|It was a short fall, but not without its highlights.|
The ultra low water made the salmon behave in ways I wasn't used to seeing before. When river was at its lowest levels, the fish seemed to favor depth over all else. If they could have moving water too, that was preferred. If the moving water was too shallow, they seemed to hide out in any deep depression they could find. A lack of rain stalled their usual movement into the secondary pools. The few times it did rain, fish moved out quickly. Since we had a low number of salmon in the river this year, they became harder to find once they spread out.
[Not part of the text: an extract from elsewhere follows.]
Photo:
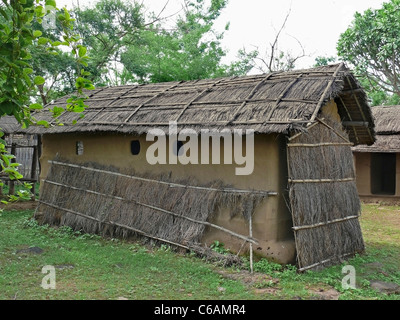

I figured we might have epic dry fly fishing given how low and clear the water was. This was not the case. It was the first fall in a while I haven't at least moved a fish with a dry fly. I think they were too freaked out to come up, though maybe I just had bad luck. I don't think I tried fishing a hitched fly at all this season.
Luckily, the salmon were still happy to take wet flies. As the water dropped, our flies got smaller and smaller. After watching several people lose fish on larger flies, I switched to flies tied on very fine wire hooks. It worked and the vast majority (90%!) of the fish either my clients or I hooked were landed. In the lowest water, a size 14 Mickey Finn did the trick!
|The infamous sz. 14 Mickey Finn|
I had several clients hook, land, and release their very first Atlantic salmon. That is always exciting for me. A couple of them said it was the largest fish they had ever caught on a fly. I was very happy to be a part of that. It is one of the highlights of the job.
I guided two clients into the same fish in the span of nine days. The salmon had a very distinct tail. The first time I saw it was in an unstocked pool in Naugatuck on November 8. Six days later, we had enough rain to move fish around. The salmon turned up again, this time in Beacon Falls, on November 17. It moved about five miles on one relatively small bump of water. Assuming it hasn't already been eaten, that fish is probably in the Housatonic now. Practice catch and release so others can enjoy the sport!
The fishing seemed to slow down as we got into late November. I pinpointed some salmon in a pool that is very difficult to fish with a fly. Unfortunately, my unorthodox presentation experiments didn't pay off. I have some ideas for next year, though.
As always, there were many anglers who refuse to follow rules. Some of them seem legitimately ignorant of the seasonal regulations. Others just don't care. There is a definite lack of signage on the river, especially pertaining to salmon season. Because of this, some conservation officers let people off with a warning instead of fining them. If there is no fear of consequences, what is stopping offenders from breaking the rules again? I'm getting pretty sick of this and I am going to write letters and emails over the winter. It is time to be proactive. The squeaky wheel gets the grease and I plan being very squeaky. If I have to, I will print my own signs, bring a ladder, and hang them up around the river.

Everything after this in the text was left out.